The W113 Mercedes-Benz Pagoda is one of those cars you can buy an example for $40,000 all the way up to $240,000 and no one would bat an eye at you for doing so. Condition and spec can vary widely, so naturally prices do as well. Outside of the wheel choices, they all have the same general look and the only major factor in determining price is the engine choice. You can chose between the 230, 250, or 280 spec with generally the 280 and manuals demanding the greatest dollar amount. Are the other two choices bad? Not at all. You aren’t exactly competing in vintage road racing in a Pagoda, so while the upgraded power from the 280 is surely nice, the main goal of this car is to cruise and look good. So if a 230SL came up for sale for a reasonable price with the right transmission, like we have today, would you say no?
CLICK FOR DETAILS: 1965 Mercedes-Benz 230SL on eBay
Engine: 2.3 liter inline-6
Transmission: 4-speed manual
Mileage: 57,451 mi
Price: Reserve Auction
1965 Mercedes-Benz 230SL
4 speed. Factory alloys. Same owner for nearly 30 years. Absolutely solid. Nice presentable driver. Finished in German Racing Silver and beautiful “Pagoda” design. The 2.3 litre six cylinder engine propels this W 113 chassis to very satisfying results.
These pagoda cars have brought up to $200,000 in the last few years with 100’s sold for over $100,000. Same owner for decades from Eastern Washington well maintained, used sparingly, always garaged. 57,451 miles believed accurate.

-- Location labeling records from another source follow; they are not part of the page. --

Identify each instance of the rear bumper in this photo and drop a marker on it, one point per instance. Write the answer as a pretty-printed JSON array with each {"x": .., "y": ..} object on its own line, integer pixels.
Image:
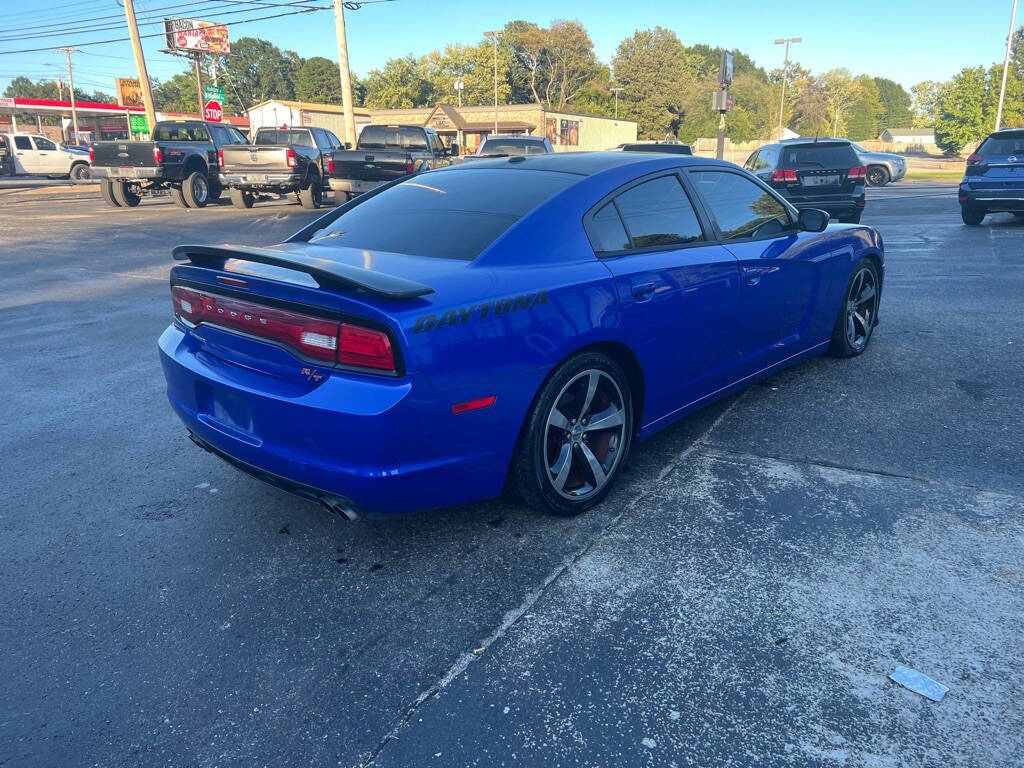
[{"x": 388, "y": 446}]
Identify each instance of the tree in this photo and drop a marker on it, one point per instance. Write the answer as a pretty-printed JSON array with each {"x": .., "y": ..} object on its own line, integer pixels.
[
  {"x": 963, "y": 111},
  {"x": 318, "y": 80},
  {"x": 655, "y": 75}
]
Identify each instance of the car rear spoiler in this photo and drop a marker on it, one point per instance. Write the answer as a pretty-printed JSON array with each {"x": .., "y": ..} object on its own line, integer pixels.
[{"x": 325, "y": 270}]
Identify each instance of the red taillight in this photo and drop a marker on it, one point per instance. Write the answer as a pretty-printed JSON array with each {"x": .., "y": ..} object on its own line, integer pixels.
[
  {"x": 365, "y": 347},
  {"x": 313, "y": 337}
]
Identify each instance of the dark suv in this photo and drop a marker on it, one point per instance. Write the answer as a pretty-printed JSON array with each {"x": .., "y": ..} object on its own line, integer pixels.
[
  {"x": 814, "y": 173},
  {"x": 993, "y": 180}
]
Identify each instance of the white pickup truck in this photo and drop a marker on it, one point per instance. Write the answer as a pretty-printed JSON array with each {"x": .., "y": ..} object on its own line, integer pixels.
[{"x": 29, "y": 153}]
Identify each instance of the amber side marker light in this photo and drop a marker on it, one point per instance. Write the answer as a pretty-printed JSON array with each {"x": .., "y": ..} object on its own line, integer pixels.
[{"x": 478, "y": 403}]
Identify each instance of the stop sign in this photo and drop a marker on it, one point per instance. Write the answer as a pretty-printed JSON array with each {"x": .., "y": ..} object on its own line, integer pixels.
[{"x": 212, "y": 112}]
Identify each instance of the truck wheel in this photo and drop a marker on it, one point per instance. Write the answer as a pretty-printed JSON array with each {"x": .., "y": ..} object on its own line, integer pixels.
[
  {"x": 196, "y": 189},
  {"x": 126, "y": 197},
  {"x": 178, "y": 197},
  {"x": 311, "y": 196},
  {"x": 107, "y": 192},
  {"x": 242, "y": 199}
]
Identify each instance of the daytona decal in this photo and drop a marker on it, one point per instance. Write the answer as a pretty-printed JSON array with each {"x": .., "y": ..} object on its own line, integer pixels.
[{"x": 462, "y": 315}]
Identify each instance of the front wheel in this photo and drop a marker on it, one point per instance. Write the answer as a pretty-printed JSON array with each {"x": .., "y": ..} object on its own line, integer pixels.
[
  {"x": 577, "y": 436},
  {"x": 972, "y": 216},
  {"x": 858, "y": 314}
]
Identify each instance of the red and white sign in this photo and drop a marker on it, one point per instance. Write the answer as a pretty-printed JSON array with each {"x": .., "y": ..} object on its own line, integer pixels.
[{"x": 213, "y": 113}]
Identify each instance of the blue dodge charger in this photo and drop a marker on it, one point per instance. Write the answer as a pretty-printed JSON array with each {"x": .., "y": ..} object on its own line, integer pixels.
[{"x": 517, "y": 323}]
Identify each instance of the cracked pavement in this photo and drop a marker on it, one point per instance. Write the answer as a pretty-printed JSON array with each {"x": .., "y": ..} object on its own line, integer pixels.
[{"x": 739, "y": 599}]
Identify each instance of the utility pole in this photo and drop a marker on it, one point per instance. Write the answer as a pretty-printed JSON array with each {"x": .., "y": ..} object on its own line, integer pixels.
[
  {"x": 143, "y": 77},
  {"x": 346, "y": 78},
  {"x": 494, "y": 36},
  {"x": 1006, "y": 66},
  {"x": 71, "y": 87},
  {"x": 785, "y": 75},
  {"x": 616, "y": 91}
]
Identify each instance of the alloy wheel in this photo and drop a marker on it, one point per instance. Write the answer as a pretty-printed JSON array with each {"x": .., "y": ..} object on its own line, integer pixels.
[{"x": 585, "y": 434}]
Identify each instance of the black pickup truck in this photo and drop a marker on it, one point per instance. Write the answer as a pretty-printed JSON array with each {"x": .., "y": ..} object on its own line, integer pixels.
[
  {"x": 280, "y": 161},
  {"x": 383, "y": 154},
  {"x": 181, "y": 159}
]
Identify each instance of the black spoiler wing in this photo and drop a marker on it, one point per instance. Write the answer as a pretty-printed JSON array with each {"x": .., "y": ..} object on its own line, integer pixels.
[{"x": 326, "y": 271}]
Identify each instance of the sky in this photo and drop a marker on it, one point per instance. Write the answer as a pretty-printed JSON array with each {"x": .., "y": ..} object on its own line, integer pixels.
[{"x": 909, "y": 41}]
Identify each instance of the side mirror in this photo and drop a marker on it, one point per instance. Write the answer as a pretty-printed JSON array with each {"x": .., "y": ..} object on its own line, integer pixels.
[{"x": 812, "y": 220}]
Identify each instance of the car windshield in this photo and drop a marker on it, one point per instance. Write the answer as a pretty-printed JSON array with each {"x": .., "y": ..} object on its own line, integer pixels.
[
  {"x": 1010, "y": 143},
  {"x": 512, "y": 146},
  {"x": 446, "y": 214}
]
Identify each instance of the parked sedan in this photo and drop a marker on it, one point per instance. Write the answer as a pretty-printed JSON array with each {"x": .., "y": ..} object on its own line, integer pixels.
[{"x": 519, "y": 322}]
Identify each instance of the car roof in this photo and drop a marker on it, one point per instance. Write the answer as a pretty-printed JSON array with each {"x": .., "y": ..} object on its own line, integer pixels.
[{"x": 589, "y": 163}]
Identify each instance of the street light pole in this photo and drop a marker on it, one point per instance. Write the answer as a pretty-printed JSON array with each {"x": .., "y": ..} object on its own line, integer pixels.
[
  {"x": 785, "y": 75},
  {"x": 1006, "y": 66},
  {"x": 616, "y": 91}
]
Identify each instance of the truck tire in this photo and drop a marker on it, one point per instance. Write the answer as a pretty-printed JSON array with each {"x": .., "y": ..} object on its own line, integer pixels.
[
  {"x": 107, "y": 192},
  {"x": 242, "y": 199},
  {"x": 126, "y": 197},
  {"x": 196, "y": 189},
  {"x": 311, "y": 196}
]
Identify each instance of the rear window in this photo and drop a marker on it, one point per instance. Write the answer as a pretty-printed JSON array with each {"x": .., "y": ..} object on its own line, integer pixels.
[
  {"x": 513, "y": 146},
  {"x": 799, "y": 157},
  {"x": 273, "y": 136},
  {"x": 180, "y": 132},
  {"x": 444, "y": 215},
  {"x": 1005, "y": 143}
]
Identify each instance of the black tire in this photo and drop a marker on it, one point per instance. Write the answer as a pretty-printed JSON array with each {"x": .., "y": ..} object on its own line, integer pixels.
[
  {"x": 241, "y": 199},
  {"x": 544, "y": 444},
  {"x": 196, "y": 189},
  {"x": 124, "y": 195},
  {"x": 107, "y": 193},
  {"x": 858, "y": 314},
  {"x": 311, "y": 196},
  {"x": 972, "y": 216},
  {"x": 878, "y": 175}
]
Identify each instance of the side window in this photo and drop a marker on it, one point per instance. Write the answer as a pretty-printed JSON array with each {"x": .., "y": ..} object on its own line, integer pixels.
[
  {"x": 606, "y": 231},
  {"x": 658, "y": 213},
  {"x": 741, "y": 208}
]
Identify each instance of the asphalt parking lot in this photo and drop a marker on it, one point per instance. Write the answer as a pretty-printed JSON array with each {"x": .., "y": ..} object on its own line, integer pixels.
[{"x": 738, "y": 600}]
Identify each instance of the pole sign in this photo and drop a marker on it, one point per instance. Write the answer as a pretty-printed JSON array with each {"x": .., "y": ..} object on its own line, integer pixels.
[
  {"x": 213, "y": 93},
  {"x": 212, "y": 112}
]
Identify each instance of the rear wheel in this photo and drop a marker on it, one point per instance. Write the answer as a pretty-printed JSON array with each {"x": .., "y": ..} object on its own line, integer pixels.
[
  {"x": 196, "y": 189},
  {"x": 107, "y": 192},
  {"x": 242, "y": 199},
  {"x": 311, "y": 196},
  {"x": 878, "y": 175},
  {"x": 972, "y": 216},
  {"x": 858, "y": 314},
  {"x": 577, "y": 436},
  {"x": 125, "y": 195}
]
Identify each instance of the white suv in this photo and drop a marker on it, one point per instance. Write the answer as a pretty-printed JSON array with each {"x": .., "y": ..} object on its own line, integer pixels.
[{"x": 38, "y": 155}]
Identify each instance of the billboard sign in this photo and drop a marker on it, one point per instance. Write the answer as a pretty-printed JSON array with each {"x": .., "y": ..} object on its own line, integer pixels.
[
  {"x": 196, "y": 36},
  {"x": 129, "y": 92}
]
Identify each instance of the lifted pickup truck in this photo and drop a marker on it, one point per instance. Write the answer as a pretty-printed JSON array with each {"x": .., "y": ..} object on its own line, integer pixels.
[
  {"x": 279, "y": 162},
  {"x": 181, "y": 159},
  {"x": 383, "y": 154}
]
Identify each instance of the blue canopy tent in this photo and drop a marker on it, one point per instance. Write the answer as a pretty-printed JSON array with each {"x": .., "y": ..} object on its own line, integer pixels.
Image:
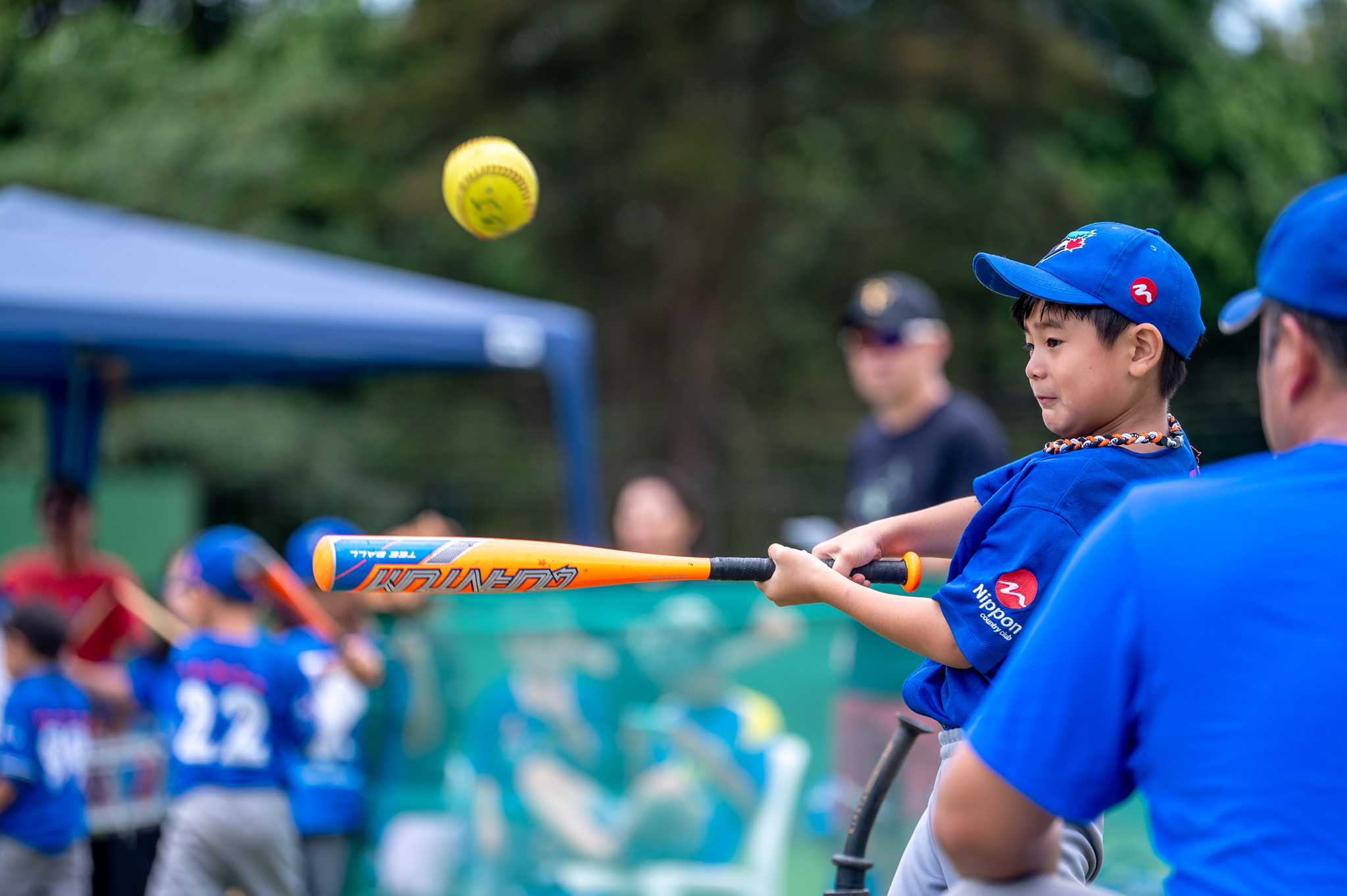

Production of the 230 SL commenced in June 1963 and ended on 5 January 1967. Its chassis was based on the W 111 sedan platform, with a reduced wheelbase by 30 cm (11.8 in), recirculating ball steering (with optional power steering), double wishbone front suspension and an independent single-joint, low-pivot swing rear-axle with transverse compensator spring. The dual-circuit brake system had front disc brakes and power-assisted rear drum brakes. The 230 SL was offered with a 4-speed manual transmission, or an optional, very responsive fluid coupled (no torque converter) 4-speed automatic transmission, which was popular for US models. From May 1966, the ZF S5-20 5-speed manual transmission was available as an additional option, which was particularly popular in Italy. Of the 19,831 230 SLs produced, less than a quarter were sold in the US.The 2,308 cc (2.3 L) M127.II inline-six engine with 150 PS (110 kW; 148 hp) and 196 N?m (145 lb?ft) torque was based on Mercedes-Benz’ venerable M180 inline-six with four main bearings and mechanical Bosch multi-port fuel injection. Mercedes-Benz made a number of modifications to boost its power, including increasing displacement from 2,197 cc (2.2 L), and using a completely new cylinder head with a higher compression ratio (9.3 vs. 8.7), enlarged valves and a modified camshaft. A fuel injection pump with six plungers instead of two was fitted, which allowed placing the nozzles in the cylinder head and “shooting” the fuel through the intake manifold and open valves directly into the combustion chambers. An optional oil-water heat exchanger was also available.Mercedes-Benz Chief Engineer Rudolf Uhlenhaut demonstrated the capabilities of the 230 SL on the tight three-quarter mile Annemasse Vétraz-Monthoux race track in 1963, where he put up a best lap time of 47.5 seconds vs. 47.3 seconds by Grand Prix driver Mike Parkes on his 3-liter V12 Ferrari 250 GT.
The condition of this car is a “driver” at best. The major thing is it looks like there are some scrapes on the passenger rear that dented the metal. Not ideal at all as I don’t think I’d want body puddy as a fix for that. Inside, you have your typical aftermarket shift knob and steering wheel cover, along with radio from 1986. Although a death trap, the rear jump seat is kind of cool and a neat option. I suspect this car had steel wheels originally on it with the small hub caps, but the Bundts aren’t a terrible look although the tire size is maybe a bit big. I can buy this car having only 57,000 miles, although I’m always skeptical on 5-digit odometers unless there is solid records to back up the display.
How much will this car sell for? Well believe it or not, 230SL values have been sliding over the past two years or so. A nice $55,000 car is now a $40,000 car and the same goes for the 250 and 280, although at different price levels. Will they continue to slide? I don’t think so. I do think this giant run of classic cars gaining value every six months is pretty much over and just now people are starting to come to their senses on stuff that isn’t truly special. I think this is a $35,000 car all day, but sadly I don’t think the owner feels this way. That body work is going to be more expensive than anyone realizes.